* [arm] Improve longlong.h umul_ppmm, count_trailing_zeros
@ 2012-01-31 5:15 Richard Henderson
2012-02-01 13:24 ` Richard Earnshaw
0 siblings, 1 reply; 3+ messages in thread
From: Richard Henderson @ 2012-01-31 5:15 UTC (permalink / raw)
To: GCC Patches
I noticed this accidentally, while looking for something else.
There are significant improvements in the DImode multiplication
and division routines for armv4+.
Despite how trivial this is, I assume this must wait for stage1.
Ok?
r~
* longlong.h [arm] (umul_ppmm): Use umull.
[arm] (count_trailing_zeros): Use __builtin_ctz.

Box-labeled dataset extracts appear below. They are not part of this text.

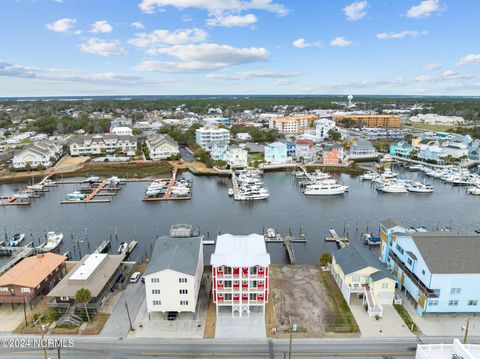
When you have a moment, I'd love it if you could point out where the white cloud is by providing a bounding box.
[207,14,257,27]
[208,70,301,81]
[292,38,322,49]
[135,43,270,72]
[455,54,480,66]
[406,0,442,19]
[377,30,428,40]
[45,17,77,32]
[80,38,127,57]
[330,37,352,47]
[422,63,440,71]
[130,21,145,30]
[343,1,368,21]
[139,0,288,16]
[90,20,113,33]
[128,28,207,53]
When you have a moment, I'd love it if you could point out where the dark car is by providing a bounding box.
[167,312,178,320]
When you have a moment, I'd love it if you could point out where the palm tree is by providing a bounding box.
[75,288,92,323]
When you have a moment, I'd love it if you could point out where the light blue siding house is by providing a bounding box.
[380,220,480,315]
[265,142,288,164]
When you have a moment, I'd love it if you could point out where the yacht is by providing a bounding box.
[407,182,433,193]
[38,232,63,252]
[303,182,348,196]
[5,233,25,247]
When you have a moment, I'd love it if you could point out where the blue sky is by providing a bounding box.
[0,0,480,96]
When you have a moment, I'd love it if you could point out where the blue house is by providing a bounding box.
[390,140,413,157]
[379,220,480,315]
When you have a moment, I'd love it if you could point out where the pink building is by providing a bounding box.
[210,234,270,317]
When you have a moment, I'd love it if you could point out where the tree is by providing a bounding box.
[320,252,332,266]
[75,288,92,323]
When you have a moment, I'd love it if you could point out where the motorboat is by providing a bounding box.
[66,191,86,201]
[117,242,128,254]
[38,232,63,252]
[5,233,25,247]
[303,182,348,196]
[407,182,433,193]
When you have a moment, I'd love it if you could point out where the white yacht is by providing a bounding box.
[38,232,63,252]
[303,181,348,196]
[407,182,433,193]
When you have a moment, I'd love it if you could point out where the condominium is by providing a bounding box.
[269,115,317,134]
[334,113,401,127]
[195,127,230,151]
[210,234,270,317]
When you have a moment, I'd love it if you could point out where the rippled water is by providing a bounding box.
[0,167,480,263]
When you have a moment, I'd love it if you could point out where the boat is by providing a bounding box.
[303,182,348,196]
[66,191,86,201]
[407,182,433,193]
[117,242,128,254]
[5,233,25,247]
[38,232,63,252]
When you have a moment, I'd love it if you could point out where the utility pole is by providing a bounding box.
[125,302,134,332]
[463,317,470,344]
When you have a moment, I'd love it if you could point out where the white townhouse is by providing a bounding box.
[195,127,230,152]
[223,146,248,169]
[144,237,203,313]
[70,133,137,156]
[145,134,179,160]
[12,140,62,168]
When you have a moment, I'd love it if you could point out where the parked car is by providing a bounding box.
[130,272,142,283]
[167,312,178,320]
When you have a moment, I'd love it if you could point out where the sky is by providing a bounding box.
[0,0,480,97]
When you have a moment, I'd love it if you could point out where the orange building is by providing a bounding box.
[334,113,401,127]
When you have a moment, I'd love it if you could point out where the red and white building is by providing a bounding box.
[210,234,270,317]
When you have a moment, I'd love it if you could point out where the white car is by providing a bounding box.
[130,272,142,283]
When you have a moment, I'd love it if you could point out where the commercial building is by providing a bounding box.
[269,115,317,134]
[331,246,396,317]
[47,253,125,313]
[144,232,203,313]
[70,133,137,156]
[0,253,67,303]
[145,134,180,160]
[210,234,270,317]
[333,113,401,127]
[195,127,230,152]
[379,220,480,315]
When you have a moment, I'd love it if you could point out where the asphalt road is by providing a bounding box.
[0,336,472,359]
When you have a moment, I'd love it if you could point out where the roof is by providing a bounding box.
[145,236,203,276]
[380,218,398,229]
[0,253,67,288]
[411,231,480,274]
[210,234,270,267]
[48,254,125,298]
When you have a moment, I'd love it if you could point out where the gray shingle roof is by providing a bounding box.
[412,232,480,274]
[145,236,203,276]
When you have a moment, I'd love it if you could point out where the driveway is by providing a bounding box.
[100,281,145,337]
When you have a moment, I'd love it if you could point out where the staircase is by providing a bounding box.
[57,306,82,327]
[363,284,383,318]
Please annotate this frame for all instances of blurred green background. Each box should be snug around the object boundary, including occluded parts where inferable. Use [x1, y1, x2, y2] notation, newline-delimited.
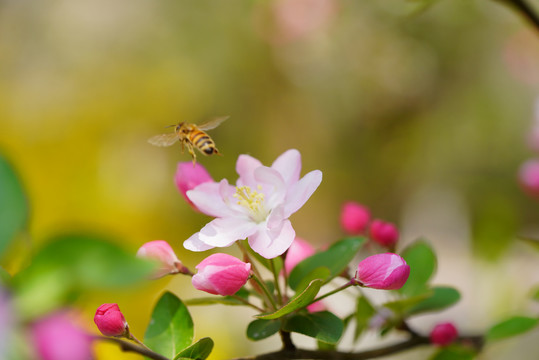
[0, 0, 539, 360]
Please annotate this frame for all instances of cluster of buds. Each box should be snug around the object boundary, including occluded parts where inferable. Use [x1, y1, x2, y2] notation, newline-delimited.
[340, 201, 399, 249]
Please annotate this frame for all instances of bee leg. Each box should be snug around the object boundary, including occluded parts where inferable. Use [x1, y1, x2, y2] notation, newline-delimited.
[185, 142, 197, 167]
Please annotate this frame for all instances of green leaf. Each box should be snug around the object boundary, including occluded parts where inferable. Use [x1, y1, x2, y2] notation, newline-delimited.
[296, 267, 331, 293]
[354, 296, 376, 341]
[408, 286, 460, 315]
[486, 316, 539, 341]
[429, 345, 476, 360]
[0, 156, 28, 255]
[247, 319, 281, 341]
[144, 292, 194, 359]
[13, 234, 154, 318]
[284, 311, 344, 344]
[384, 291, 434, 315]
[184, 296, 245, 306]
[174, 338, 213, 360]
[288, 237, 366, 290]
[398, 240, 436, 296]
[256, 279, 322, 320]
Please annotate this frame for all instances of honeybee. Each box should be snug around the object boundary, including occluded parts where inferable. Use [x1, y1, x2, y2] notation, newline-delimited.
[148, 116, 230, 166]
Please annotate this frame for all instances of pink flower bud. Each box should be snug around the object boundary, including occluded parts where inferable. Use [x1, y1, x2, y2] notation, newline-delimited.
[284, 237, 315, 274]
[137, 240, 183, 279]
[430, 322, 459, 346]
[192, 254, 251, 296]
[341, 201, 371, 235]
[174, 161, 213, 210]
[94, 304, 129, 336]
[31, 312, 94, 360]
[518, 159, 539, 197]
[355, 253, 410, 290]
[370, 219, 399, 247]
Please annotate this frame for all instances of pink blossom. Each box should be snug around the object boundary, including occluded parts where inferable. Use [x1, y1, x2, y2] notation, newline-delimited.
[94, 304, 129, 336]
[192, 254, 251, 296]
[184, 150, 322, 259]
[355, 253, 410, 290]
[430, 322, 459, 346]
[341, 201, 371, 235]
[370, 219, 399, 247]
[137, 240, 183, 279]
[284, 237, 315, 274]
[31, 312, 94, 360]
[174, 161, 213, 210]
[518, 159, 539, 197]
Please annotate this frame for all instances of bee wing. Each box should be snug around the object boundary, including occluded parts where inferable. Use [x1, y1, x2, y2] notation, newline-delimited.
[148, 133, 179, 146]
[197, 116, 230, 131]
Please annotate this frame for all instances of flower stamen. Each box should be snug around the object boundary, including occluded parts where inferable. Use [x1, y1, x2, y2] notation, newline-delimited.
[233, 185, 267, 222]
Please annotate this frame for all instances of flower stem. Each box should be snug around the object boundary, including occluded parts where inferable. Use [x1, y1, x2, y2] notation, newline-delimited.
[231, 294, 264, 313]
[270, 259, 283, 306]
[253, 274, 278, 310]
[127, 331, 151, 351]
[308, 279, 357, 305]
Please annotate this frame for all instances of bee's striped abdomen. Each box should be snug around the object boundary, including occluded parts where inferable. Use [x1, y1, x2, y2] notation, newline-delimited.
[190, 130, 217, 155]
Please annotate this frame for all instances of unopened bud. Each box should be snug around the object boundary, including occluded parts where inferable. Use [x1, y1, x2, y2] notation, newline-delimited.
[341, 201, 371, 235]
[192, 254, 251, 296]
[94, 304, 129, 336]
[430, 322, 459, 346]
[354, 253, 410, 290]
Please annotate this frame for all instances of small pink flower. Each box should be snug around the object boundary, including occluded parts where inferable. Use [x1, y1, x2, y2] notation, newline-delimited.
[192, 254, 251, 296]
[355, 253, 410, 290]
[341, 201, 371, 235]
[284, 237, 315, 274]
[137, 240, 183, 279]
[174, 161, 213, 211]
[430, 322, 459, 346]
[94, 304, 129, 336]
[31, 312, 94, 360]
[183, 149, 322, 259]
[518, 159, 539, 197]
[370, 219, 399, 247]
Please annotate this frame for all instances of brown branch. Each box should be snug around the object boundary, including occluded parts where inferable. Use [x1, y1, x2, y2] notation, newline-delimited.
[231, 336, 430, 360]
[500, 0, 539, 31]
[95, 336, 170, 360]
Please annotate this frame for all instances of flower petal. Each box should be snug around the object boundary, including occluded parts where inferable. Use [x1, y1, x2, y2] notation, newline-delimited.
[236, 155, 262, 187]
[199, 216, 257, 247]
[271, 149, 301, 186]
[249, 220, 296, 259]
[254, 166, 286, 209]
[187, 179, 235, 217]
[284, 170, 322, 218]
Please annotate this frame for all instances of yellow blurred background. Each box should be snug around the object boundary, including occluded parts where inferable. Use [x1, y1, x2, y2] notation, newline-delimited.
[0, 0, 539, 360]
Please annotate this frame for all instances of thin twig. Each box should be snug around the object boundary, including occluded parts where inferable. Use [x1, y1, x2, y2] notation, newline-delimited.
[500, 0, 539, 31]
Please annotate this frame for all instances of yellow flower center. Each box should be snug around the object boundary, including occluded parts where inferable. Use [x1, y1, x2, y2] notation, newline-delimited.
[233, 185, 268, 223]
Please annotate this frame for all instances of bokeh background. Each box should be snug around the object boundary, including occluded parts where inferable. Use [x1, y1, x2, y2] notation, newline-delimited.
[0, 0, 539, 360]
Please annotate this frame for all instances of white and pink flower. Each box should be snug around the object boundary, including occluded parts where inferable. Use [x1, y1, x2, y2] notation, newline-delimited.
[184, 149, 322, 259]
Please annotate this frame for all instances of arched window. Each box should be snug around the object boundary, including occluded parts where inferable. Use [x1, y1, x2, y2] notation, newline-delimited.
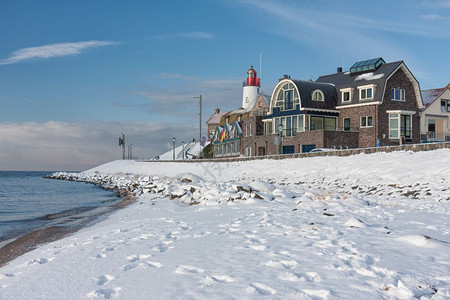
[274, 83, 299, 110]
[312, 90, 325, 101]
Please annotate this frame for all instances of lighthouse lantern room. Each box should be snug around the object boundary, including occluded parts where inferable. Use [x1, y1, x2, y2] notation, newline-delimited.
[242, 66, 260, 109]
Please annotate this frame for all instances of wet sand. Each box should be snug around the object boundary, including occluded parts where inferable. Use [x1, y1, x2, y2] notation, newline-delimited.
[0, 191, 136, 268]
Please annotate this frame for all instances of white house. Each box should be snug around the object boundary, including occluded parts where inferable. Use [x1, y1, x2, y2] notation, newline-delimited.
[420, 83, 450, 142]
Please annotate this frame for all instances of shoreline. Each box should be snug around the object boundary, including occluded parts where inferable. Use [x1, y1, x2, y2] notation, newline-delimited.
[0, 184, 136, 268]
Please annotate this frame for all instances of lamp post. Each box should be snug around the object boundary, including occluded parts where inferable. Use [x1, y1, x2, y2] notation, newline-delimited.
[172, 138, 176, 160]
[181, 142, 185, 160]
[194, 94, 202, 143]
[128, 144, 133, 159]
[278, 124, 283, 154]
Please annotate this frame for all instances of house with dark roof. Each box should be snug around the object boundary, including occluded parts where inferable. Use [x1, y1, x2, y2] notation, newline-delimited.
[420, 83, 450, 142]
[208, 66, 268, 157]
[316, 58, 423, 148]
[242, 58, 423, 156]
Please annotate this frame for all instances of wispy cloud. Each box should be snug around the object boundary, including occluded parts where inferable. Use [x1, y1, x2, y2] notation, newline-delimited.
[114, 73, 242, 119]
[0, 121, 198, 171]
[0, 41, 118, 65]
[420, 14, 450, 21]
[422, 0, 450, 8]
[152, 31, 215, 39]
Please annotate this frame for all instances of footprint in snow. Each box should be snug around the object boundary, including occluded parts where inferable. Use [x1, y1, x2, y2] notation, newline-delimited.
[127, 254, 151, 262]
[87, 287, 122, 299]
[26, 257, 55, 266]
[250, 282, 276, 295]
[211, 275, 234, 283]
[175, 265, 204, 275]
[96, 274, 114, 285]
[264, 260, 298, 269]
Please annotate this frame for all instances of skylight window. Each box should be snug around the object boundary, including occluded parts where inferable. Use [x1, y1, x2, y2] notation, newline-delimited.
[350, 57, 386, 74]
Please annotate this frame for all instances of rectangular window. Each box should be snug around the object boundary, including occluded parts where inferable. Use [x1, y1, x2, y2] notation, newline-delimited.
[292, 116, 298, 136]
[361, 116, 373, 127]
[400, 115, 412, 140]
[359, 88, 373, 100]
[389, 114, 399, 139]
[284, 90, 294, 109]
[286, 117, 292, 136]
[298, 115, 305, 132]
[391, 89, 405, 101]
[342, 92, 350, 102]
[324, 118, 336, 130]
[310, 116, 323, 130]
[344, 118, 350, 131]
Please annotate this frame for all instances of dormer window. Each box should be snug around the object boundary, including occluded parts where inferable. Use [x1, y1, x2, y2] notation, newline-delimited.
[341, 88, 353, 102]
[358, 84, 375, 100]
[391, 89, 405, 101]
[275, 83, 299, 110]
[312, 90, 325, 101]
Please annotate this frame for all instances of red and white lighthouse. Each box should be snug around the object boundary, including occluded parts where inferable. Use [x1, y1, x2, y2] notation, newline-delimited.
[242, 66, 260, 109]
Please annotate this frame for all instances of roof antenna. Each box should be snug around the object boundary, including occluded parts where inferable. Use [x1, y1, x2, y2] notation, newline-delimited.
[259, 53, 262, 86]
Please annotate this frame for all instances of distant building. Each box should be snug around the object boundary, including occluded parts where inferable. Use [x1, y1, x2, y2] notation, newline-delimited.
[206, 108, 226, 138]
[213, 66, 268, 157]
[243, 58, 423, 156]
[420, 83, 450, 142]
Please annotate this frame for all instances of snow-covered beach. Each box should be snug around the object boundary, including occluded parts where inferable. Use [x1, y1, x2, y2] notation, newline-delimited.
[0, 149, 450, 299]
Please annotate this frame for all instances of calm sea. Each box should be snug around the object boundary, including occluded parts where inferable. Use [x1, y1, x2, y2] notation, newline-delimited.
[0, 171, 121, 247]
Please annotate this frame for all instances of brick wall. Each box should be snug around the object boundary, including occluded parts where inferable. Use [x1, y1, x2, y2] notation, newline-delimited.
[148, 142, 450, 163]
[378, 69, 420, 145]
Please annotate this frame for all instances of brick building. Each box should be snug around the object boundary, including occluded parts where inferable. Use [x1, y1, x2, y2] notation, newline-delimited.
[241, 58, 423, 156]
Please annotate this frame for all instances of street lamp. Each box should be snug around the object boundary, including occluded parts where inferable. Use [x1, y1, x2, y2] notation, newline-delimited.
[181, 142, 185, 159]
[172, 138, 176, 160]
[278, 124, 283, 154]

diff --git a/libgcc/longlong.h b/libgcc/longlong.h
index 30cc2e3..7204679 100644
--- a/libgcc/longlong.h
+++ b/libgcc/longlong.h
@@ -220,9 +220,12 @@ UDItype __umulsidi3 (USItype, USItype);
"rI" ((USItype) (bh)), \
"r" ((USItype) (al)), \
"rI" ((USItype) (bl)) __CLOBBER_CC)
-#define umul_ppmm(xh, xl, a, b) \
-{register USItype __t0, __t1, __t2; \
- __asm__ ("%@ Inlined umul_ppmm\n" \
+# if defined(__ARM_ARCH_2__) || defined(__ARM_ARCH_2A__) \
+ || defined(__ARM_ARCH_3__) || defined(__ARM_ARCH_3M__)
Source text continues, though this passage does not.